Summary
On November 4th and 5th 2010 a group of more than 100 international investigators gathered in Atlanta for the 2nd Osteoarthritis (OA) Biomarkers Global Initiative workshop titled “Genetics and Genomics: New Targets in OA”. The 1st workshop took place in April 2009 and focused on in vitro (soluble) biomarkers whilst the 3rd and final workshop will take place in 2012 and will focus on imaging biomarkers. The Osteoarthritis Research Society International (OARSI) has organized the workshops. In addition to OARSI, the National Institute of Arthritis, Musculoskeletal and Skin Diseases, the Arthritis Foundation, Amgen, Genzyme, the American Orthopaedic Society for Sports Medicine and Pfizer sponsored the 2nd meeting. It was clear from this meeting that experiments in the genetics, epigenetics and genomics of OA, are yielding valuable insights into the etiology of this heterogeneous disease but that much still needs to be learnt. Combining genetic insights with conventional biomarkers and imaging modalities may provide scientists with the enhanced tools to understand this complex disease. With those tools in hand, clinicians and industry can develop protocols to ultimately improve patient care.

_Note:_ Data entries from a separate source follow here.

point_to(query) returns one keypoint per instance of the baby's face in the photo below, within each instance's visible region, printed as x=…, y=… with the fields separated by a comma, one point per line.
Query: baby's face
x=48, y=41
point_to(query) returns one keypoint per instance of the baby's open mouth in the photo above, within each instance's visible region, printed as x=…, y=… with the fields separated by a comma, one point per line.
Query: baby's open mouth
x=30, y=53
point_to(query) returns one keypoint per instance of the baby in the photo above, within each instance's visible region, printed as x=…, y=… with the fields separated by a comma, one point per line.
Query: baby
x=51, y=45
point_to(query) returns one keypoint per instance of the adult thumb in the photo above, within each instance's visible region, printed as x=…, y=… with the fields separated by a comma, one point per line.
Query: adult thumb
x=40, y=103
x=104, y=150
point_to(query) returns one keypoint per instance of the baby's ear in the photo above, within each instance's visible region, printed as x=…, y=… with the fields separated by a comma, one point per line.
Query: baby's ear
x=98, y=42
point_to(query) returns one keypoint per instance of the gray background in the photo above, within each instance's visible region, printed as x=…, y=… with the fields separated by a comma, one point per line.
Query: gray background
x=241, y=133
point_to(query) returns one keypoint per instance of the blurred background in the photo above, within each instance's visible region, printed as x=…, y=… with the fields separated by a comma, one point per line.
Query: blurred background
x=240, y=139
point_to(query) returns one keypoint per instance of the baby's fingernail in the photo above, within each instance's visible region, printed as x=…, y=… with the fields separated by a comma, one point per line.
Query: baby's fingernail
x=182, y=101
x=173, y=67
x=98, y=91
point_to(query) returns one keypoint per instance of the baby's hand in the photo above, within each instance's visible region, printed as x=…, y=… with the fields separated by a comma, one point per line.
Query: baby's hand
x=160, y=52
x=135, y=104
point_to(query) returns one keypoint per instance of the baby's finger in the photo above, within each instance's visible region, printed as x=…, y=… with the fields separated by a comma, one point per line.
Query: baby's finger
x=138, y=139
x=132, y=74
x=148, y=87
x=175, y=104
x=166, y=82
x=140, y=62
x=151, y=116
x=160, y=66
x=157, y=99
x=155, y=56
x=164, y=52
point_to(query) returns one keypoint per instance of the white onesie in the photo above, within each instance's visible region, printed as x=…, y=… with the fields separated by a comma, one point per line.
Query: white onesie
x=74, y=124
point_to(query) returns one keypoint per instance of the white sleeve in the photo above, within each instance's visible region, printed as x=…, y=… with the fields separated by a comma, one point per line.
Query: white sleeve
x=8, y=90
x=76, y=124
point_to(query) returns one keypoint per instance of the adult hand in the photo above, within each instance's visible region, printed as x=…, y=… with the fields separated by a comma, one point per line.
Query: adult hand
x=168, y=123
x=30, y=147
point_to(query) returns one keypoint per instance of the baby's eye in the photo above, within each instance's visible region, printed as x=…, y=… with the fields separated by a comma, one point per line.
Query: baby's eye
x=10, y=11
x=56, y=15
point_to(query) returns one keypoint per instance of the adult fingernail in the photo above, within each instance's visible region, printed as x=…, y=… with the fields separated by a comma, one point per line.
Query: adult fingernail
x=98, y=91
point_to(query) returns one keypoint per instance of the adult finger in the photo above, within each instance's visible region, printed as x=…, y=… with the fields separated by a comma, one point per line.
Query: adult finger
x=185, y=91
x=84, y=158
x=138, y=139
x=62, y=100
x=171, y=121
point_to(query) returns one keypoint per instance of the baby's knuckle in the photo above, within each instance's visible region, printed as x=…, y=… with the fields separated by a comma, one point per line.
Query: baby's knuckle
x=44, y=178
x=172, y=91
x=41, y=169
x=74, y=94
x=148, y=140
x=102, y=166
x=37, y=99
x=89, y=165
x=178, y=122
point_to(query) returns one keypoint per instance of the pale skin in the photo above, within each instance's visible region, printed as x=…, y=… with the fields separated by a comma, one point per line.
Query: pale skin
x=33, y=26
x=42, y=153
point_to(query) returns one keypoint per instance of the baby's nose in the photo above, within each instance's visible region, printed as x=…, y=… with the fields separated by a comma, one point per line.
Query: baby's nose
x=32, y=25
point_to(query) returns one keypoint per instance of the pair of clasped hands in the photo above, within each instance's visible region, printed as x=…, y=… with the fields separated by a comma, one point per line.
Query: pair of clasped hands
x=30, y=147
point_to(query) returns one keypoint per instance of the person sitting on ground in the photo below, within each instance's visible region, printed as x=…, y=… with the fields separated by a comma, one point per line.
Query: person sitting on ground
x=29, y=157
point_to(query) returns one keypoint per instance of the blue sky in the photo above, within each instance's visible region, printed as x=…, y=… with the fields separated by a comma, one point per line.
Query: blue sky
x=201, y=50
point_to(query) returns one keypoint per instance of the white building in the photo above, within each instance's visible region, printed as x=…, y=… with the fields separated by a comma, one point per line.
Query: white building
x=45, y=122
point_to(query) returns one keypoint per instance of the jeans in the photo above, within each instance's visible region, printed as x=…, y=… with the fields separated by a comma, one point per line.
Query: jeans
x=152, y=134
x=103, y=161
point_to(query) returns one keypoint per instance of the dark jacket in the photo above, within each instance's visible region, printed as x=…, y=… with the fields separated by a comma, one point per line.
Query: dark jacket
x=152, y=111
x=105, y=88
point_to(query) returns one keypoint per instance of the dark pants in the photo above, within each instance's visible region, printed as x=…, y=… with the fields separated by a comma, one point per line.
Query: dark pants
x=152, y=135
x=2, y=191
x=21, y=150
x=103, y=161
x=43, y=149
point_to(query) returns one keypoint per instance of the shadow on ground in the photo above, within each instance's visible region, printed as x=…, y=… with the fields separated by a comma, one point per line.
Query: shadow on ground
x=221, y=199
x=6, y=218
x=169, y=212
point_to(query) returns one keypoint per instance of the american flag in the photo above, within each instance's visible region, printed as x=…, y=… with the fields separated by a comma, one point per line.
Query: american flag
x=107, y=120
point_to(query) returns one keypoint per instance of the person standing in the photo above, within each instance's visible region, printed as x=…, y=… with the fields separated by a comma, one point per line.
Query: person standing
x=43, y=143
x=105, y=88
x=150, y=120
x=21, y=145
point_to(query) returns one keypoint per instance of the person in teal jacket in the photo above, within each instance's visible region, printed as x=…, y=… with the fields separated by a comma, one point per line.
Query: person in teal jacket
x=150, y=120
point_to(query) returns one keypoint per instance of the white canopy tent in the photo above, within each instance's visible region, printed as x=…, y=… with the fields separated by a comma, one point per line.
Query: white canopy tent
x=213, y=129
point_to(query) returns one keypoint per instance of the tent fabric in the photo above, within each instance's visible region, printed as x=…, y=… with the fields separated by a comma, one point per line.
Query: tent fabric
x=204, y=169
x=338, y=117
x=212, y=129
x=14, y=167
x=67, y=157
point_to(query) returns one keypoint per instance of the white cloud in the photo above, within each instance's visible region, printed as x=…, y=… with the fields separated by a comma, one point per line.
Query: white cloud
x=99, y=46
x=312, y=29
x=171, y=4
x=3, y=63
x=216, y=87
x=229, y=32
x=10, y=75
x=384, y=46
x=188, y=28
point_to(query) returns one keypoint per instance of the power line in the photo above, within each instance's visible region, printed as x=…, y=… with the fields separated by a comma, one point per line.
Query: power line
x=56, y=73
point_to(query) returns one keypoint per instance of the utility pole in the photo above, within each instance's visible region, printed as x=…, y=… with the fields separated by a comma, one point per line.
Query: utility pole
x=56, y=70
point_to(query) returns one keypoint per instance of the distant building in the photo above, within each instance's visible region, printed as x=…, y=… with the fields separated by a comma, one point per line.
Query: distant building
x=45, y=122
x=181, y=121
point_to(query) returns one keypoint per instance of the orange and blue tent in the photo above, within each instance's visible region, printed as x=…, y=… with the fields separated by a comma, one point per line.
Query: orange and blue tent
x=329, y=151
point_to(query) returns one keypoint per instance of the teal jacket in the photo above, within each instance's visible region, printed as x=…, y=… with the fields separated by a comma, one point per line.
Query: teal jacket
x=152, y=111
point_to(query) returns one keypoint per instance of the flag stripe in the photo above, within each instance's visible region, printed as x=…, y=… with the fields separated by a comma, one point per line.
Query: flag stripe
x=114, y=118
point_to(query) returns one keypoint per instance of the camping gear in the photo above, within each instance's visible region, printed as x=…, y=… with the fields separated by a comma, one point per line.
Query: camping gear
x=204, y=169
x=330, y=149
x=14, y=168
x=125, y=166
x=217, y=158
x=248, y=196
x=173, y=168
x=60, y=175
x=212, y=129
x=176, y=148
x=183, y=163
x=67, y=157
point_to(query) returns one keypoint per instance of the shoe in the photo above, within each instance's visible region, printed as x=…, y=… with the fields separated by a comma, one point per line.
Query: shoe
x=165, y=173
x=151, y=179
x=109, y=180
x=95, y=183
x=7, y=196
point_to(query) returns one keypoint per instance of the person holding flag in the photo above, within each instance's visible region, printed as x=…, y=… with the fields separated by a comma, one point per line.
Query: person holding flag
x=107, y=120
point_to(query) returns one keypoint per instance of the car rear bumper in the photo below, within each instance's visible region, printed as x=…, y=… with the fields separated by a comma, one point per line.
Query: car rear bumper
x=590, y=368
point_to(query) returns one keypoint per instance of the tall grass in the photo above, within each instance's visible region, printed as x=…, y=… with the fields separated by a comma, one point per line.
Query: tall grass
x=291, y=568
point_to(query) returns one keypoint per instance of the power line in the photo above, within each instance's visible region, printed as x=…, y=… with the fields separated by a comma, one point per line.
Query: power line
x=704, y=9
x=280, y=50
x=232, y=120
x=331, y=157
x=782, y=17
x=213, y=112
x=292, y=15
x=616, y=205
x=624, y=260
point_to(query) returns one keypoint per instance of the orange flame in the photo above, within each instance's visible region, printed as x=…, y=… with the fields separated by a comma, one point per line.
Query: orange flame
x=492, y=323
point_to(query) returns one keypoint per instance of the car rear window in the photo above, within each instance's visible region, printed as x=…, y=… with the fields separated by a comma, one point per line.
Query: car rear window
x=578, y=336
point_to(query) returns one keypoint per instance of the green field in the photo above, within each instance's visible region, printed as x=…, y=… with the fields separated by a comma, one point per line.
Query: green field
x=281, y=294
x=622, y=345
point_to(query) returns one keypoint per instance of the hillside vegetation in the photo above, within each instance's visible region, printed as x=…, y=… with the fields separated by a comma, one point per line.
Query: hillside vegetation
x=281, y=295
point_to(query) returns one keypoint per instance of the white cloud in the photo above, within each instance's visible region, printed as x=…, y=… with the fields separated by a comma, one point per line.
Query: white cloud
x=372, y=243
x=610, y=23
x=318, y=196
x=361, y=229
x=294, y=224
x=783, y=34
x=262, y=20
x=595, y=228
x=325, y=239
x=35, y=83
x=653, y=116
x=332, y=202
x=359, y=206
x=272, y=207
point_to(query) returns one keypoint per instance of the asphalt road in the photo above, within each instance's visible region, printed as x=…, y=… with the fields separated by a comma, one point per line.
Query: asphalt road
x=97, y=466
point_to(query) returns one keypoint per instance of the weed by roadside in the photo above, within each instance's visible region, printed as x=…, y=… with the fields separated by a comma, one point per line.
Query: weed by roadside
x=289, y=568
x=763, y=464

Osteoarthritis (OA) and the need for novel biomarkers
Over the last 20 years OA has come to be recognized as a complex disease involving most, if not all, tissues of the joint. OA has a major heritable component, confirmed by epidemiological studies and now by molecular investigations. No disease modifying therapies have yet been developed, severely hampering disease management. Furthermore, OA is still principally diagnosed once radiographic changes in joint tissues are detected, often reflecting irreversible damage.
Like most common, complex diseases, the genetic architecture of OA remains to be clarified. Molecular studies have, however, generated promising information about the genetic underpinnings; such novel insights may provide useful information on how the disease begins and progresses. Moreover, determining pre-clinical changes or abnormalities that reveal the disease closer to its starting point could be accomplished at the molecular level with biomarkers. Strategies are required to detect and intervene early in the course of OA and to monitor disease progression after treatment. Ultimately these strategies will help scientists understand the differences between diseased and normal joint tissues and thus satisfy the needs of clinicians, industry, and patients. The OARSI OA Biomarker Global Initiative aims to help develop such biomarkers through a series of workshops designed to encourage international participation on a selection of relevant topics.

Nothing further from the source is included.